国内

植松容疑者「政治団体を作って日本を良くする」と語っていた

凶行の現場となった「津久井やまゆり園」

 7月26日未明、神奈川県相模原市の障害者施設「津久井やまゆり園」をたった1人で襲い、死者19人、重軽傷者26人(7月28日現在)を数える大量殺戮事件を起こした植松聖容疑者(26)。

 植松は小学校の図工の教師をしていた父親の影響か、「幼少の頃から父親と同じ小学校の先生を目指していた」(近隣住民)というが、夢だった教員の採用試験に合格することができなかった。

「小学校教師はハードルが高いから特別支援学校の教員を目指す」と友人に語っていた植松は、2012年12月、事件の現場となった「やまゆり園」に非常勤として勤務。

 だが、今年2月、植松は施設の同僚に「重度の障害者は生きていても仕方がない。安楽死させたほうがいい」と話し、翌日、園長から問い詰められた。

「園長が発言の真意を問うと、“自分は間違っていない”と反論したそうです。その場で自主退職が決まった」(施設関係者)

 その直後、精神保健福祉法に基づく緊急措置入院の手続きが取られ、植松は強制入院。大麻の陽性反応が検出された。施設を辞めた後は、日雇いの肉体労働に従事していたという。友人が語る。

「6月に彼と会った時、安倍首相のことを“尊敬している”と話していた。学生時代は総理大臣の名前さえ知らなかったサト君が、政治的な発言をしたことで驚いた。さらに“政治団体を作りたい。俺がリーダーになって日本を良くする”とまでいっていた」

 一時は小学校教員の夢に代わって、彫り師になることが植松の人生の目標になっていたというが、師匠だった彫り師に“障害者を皆殺しにすべきです”と告白したことで破門になった。

 人生の転落と軌を一にして、急速に「殺人思想」を膨らませていった背景に何があるのか。新潟青陵大学の碓井真史教授(心理学)が語る。

「小学校教員になる夢が破れ、彫り師への道も一方的に断たれてしまったことで、植松容疑者は深い挫折と喪失感を抱えたのでしょう。

“革命”や“フリーメイソン”の話など、もともと妄想性障害の気質があったため、傷ついた自尊心を回復する手段として、殺人肯定の考えに傾倒していったと考えられます。
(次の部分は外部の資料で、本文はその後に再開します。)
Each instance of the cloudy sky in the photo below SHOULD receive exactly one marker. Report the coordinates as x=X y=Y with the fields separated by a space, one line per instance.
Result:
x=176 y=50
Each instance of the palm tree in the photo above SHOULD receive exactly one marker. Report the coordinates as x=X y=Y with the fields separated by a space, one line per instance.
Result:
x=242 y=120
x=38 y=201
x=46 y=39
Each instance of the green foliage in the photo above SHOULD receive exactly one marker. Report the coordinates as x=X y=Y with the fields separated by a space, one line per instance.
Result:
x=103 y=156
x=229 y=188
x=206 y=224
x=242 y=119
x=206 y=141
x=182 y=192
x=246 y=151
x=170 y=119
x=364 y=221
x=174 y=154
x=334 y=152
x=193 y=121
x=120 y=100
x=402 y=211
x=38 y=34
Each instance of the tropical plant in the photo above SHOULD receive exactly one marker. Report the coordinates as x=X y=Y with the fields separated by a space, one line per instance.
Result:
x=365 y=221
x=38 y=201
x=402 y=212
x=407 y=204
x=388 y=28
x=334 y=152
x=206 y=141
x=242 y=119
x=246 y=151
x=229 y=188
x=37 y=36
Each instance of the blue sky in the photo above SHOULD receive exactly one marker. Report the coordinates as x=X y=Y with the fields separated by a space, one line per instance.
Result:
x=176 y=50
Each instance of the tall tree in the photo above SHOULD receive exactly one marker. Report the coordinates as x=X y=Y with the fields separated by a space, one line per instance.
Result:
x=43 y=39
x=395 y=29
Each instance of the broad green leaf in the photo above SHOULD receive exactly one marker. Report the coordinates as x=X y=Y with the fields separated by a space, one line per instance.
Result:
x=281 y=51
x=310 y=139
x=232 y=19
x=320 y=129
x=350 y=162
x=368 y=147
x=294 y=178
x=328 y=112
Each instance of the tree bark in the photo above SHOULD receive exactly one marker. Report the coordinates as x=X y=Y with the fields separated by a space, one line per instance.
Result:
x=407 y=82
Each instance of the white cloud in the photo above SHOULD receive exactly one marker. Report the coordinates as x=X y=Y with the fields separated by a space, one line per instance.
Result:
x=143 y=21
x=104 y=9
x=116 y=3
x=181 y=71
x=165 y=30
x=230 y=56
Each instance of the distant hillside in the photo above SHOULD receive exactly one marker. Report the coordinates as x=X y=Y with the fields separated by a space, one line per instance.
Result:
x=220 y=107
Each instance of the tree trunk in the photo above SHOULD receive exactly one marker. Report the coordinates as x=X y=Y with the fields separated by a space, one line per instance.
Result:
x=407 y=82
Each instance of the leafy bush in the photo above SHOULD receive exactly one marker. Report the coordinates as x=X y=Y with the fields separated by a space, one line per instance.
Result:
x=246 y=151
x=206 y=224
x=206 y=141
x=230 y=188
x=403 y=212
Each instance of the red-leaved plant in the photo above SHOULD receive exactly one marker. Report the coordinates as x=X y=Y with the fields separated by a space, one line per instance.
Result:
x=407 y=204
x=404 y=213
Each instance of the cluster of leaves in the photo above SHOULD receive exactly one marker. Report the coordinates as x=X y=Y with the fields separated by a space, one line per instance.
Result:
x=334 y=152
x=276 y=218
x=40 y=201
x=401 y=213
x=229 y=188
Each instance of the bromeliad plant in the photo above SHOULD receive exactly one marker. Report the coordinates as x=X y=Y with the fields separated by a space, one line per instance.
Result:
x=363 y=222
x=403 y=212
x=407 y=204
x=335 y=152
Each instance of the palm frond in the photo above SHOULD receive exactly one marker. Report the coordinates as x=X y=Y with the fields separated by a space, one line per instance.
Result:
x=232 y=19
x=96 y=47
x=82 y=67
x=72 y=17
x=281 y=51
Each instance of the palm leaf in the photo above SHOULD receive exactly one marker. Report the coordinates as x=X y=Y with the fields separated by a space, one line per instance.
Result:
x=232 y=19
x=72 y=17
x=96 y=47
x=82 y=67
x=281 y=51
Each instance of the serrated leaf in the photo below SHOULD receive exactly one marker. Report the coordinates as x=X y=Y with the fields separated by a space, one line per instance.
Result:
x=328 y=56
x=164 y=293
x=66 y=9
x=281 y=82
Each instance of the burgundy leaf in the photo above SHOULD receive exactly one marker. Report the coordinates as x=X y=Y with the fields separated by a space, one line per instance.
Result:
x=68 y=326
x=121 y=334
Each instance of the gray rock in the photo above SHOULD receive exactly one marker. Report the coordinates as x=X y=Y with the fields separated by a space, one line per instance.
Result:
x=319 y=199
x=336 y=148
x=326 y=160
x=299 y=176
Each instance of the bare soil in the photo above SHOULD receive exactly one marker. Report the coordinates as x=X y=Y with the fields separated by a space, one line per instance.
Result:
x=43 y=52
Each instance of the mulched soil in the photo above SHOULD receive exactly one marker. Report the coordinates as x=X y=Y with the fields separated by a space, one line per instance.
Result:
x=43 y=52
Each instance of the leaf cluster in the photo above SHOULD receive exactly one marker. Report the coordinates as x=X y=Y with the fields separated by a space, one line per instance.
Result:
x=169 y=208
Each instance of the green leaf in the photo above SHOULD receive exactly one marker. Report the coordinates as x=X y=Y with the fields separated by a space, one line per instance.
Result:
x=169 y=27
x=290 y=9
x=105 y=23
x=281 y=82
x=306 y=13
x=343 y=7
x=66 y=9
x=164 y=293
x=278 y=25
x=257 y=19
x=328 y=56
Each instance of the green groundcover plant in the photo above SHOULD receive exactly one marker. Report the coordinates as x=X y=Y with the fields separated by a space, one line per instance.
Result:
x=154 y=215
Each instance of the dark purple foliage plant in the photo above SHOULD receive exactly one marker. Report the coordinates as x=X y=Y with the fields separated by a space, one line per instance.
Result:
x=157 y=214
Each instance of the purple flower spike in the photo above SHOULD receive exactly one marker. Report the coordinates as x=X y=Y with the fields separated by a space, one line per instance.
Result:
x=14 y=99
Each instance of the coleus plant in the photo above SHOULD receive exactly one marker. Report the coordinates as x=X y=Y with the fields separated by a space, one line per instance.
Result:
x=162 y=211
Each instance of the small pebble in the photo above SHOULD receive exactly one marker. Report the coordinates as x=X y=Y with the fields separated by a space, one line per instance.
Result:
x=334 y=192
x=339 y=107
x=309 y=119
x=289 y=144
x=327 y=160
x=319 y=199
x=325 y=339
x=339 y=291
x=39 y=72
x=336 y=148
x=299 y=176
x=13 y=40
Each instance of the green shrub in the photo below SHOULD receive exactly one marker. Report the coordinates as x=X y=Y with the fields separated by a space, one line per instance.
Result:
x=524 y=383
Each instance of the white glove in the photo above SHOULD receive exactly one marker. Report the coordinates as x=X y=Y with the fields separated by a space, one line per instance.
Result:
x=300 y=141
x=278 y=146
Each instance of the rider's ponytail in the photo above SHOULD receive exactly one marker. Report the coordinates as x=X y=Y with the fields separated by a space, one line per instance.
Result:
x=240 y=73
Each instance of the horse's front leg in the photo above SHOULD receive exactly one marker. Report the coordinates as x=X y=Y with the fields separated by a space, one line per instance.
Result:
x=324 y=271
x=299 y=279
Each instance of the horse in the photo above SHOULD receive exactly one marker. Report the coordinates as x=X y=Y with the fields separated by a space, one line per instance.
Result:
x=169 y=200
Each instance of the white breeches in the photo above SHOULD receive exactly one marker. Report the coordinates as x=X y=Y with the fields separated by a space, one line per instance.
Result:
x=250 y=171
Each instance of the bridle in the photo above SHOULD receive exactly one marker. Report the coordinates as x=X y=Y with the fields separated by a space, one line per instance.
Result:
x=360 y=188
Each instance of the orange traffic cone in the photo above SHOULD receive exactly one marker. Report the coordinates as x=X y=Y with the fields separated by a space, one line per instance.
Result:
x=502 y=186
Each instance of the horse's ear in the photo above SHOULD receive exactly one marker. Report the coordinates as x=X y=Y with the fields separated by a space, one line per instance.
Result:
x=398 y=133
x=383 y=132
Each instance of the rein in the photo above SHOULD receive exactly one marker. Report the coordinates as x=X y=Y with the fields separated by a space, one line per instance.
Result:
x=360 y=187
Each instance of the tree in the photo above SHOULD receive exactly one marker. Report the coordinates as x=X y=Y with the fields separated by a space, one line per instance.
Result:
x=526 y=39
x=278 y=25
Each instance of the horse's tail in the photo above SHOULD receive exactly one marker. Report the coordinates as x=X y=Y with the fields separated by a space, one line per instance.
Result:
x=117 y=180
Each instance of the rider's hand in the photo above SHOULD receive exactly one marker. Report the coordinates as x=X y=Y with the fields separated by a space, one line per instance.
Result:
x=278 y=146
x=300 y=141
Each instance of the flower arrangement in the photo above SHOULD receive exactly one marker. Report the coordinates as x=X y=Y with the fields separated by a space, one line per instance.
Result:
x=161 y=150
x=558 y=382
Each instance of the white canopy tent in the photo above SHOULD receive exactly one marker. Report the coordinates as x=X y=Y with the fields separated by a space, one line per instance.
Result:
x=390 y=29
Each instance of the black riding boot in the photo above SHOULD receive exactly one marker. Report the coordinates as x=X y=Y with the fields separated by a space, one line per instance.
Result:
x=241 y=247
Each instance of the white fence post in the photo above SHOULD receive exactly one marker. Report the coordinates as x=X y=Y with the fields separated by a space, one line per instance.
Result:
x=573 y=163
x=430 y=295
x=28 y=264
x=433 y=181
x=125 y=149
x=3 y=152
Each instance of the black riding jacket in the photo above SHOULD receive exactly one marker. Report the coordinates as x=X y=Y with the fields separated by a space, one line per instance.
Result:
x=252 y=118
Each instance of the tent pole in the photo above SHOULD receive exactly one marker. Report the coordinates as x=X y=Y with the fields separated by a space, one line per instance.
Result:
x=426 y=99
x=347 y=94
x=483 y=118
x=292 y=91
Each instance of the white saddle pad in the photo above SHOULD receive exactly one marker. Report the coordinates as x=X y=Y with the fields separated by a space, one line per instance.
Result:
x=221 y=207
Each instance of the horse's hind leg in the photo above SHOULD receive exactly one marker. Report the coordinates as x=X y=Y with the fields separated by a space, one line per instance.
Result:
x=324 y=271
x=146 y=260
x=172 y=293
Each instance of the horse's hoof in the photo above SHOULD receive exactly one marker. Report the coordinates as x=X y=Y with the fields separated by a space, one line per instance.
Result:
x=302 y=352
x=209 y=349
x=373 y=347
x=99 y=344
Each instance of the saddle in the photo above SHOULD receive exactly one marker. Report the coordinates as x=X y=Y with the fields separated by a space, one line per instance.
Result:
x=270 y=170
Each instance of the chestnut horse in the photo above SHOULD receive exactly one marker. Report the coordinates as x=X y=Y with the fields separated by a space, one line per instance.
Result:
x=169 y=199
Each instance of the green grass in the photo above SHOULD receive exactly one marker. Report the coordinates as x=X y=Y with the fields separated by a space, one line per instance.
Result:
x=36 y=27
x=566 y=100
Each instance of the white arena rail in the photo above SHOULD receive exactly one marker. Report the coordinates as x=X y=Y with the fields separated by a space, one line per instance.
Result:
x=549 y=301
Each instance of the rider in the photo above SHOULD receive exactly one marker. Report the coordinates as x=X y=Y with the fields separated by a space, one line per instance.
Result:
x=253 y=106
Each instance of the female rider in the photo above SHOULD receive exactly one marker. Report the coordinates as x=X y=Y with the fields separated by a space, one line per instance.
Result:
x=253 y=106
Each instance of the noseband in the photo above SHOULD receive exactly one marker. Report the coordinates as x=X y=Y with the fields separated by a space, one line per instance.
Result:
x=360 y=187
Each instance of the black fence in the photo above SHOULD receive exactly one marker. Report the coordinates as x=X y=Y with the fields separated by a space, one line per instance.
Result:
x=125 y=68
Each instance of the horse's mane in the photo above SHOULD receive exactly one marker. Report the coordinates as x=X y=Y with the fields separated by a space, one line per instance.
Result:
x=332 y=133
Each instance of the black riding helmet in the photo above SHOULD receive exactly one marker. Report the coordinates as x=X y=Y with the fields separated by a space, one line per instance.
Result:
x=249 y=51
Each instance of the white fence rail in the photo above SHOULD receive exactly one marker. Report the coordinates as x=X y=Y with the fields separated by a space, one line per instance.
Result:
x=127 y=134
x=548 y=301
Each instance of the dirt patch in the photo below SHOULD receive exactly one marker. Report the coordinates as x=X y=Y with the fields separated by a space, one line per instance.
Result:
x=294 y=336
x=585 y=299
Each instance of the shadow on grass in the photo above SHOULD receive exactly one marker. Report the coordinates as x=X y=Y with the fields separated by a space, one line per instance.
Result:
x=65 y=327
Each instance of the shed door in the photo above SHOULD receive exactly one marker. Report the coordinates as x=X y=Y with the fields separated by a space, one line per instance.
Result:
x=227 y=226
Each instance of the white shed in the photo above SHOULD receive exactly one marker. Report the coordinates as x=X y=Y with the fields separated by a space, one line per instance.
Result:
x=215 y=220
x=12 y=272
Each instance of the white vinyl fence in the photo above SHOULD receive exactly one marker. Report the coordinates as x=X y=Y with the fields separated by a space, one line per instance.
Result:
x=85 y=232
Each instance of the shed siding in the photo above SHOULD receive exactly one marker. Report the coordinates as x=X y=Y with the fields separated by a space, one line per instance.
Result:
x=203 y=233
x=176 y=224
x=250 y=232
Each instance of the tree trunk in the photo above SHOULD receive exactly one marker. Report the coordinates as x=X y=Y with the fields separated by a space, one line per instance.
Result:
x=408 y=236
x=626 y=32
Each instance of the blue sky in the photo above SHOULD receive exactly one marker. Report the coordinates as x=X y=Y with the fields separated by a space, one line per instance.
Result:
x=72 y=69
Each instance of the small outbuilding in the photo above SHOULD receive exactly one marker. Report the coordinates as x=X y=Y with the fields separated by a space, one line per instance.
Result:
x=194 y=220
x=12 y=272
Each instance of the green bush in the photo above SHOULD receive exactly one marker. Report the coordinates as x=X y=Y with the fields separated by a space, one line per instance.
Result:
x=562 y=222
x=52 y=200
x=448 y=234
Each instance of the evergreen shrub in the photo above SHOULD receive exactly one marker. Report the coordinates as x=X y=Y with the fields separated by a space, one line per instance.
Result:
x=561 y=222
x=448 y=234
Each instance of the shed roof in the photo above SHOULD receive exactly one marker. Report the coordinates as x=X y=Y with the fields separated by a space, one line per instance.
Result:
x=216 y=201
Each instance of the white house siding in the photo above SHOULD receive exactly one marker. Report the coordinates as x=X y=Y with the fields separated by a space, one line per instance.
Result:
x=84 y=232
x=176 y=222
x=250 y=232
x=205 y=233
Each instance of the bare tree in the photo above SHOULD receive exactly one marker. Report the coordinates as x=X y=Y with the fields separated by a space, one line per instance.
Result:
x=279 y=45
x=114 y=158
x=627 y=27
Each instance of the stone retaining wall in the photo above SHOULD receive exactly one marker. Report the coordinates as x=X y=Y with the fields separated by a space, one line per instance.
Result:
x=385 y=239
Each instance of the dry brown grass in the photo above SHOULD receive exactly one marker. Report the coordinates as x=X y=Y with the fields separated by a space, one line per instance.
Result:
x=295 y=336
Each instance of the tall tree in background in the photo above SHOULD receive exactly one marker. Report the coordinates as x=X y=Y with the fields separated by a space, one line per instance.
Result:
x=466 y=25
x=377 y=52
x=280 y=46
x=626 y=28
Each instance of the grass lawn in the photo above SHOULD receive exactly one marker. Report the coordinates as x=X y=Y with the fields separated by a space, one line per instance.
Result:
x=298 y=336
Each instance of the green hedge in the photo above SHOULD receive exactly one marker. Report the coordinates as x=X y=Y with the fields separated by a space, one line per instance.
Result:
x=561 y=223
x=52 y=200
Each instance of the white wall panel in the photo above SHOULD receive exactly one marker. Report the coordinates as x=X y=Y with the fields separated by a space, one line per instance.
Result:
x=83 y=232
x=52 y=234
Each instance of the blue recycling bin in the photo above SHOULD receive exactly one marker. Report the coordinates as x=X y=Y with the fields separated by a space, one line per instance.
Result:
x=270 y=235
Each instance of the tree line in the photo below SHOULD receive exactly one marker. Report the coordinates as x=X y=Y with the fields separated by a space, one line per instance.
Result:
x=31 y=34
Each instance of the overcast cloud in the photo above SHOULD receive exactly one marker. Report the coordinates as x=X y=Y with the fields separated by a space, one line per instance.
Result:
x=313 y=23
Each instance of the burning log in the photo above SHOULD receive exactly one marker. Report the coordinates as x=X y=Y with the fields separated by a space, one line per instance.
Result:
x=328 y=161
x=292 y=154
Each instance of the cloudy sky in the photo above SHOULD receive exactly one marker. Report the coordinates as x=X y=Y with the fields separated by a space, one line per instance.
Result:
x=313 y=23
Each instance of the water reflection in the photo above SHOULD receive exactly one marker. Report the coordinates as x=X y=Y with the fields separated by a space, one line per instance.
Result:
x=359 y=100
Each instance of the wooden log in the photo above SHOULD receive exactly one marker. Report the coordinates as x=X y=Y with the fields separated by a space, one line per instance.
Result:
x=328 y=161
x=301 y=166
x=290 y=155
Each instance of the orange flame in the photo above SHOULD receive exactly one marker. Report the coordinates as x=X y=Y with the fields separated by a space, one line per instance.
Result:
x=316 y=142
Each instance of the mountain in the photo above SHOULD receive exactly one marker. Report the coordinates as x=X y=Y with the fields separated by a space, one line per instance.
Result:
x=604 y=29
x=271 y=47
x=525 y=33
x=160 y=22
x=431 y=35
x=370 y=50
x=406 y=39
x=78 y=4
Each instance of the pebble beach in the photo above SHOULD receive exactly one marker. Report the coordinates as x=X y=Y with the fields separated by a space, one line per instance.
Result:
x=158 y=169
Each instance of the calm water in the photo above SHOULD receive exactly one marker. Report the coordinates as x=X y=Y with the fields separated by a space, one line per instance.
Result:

それが危険な思想から行動に飛躍した理由は、植松容疑者の歪んだ自意識なのかもしれません」

 事件当日の夕刻、植松の父親を直撃すると、力なくこう答えるのみだった。

「私どももまだ(事件の)詳しいことは何も聞いていない状態ですから、いま話せることは何もありません……」

※週刊ポスト2016年8月12日号

関連キーワード

関連記事

トピックス

全国でクマによる被害が相次いでいる(AFLO/時事通信フォト)
「“穴持たず”を見つけたら、ためらわずに撃て」猟師の間で言われている「冬眠しない熊」との対峙方法《戦前の日本で発生した恐怖のヒグマ事件》
NEWSポストセブン
韓国のガールズグループ「AFTERSCHOOL」の元メンバーで女優のNANA(Instagramより)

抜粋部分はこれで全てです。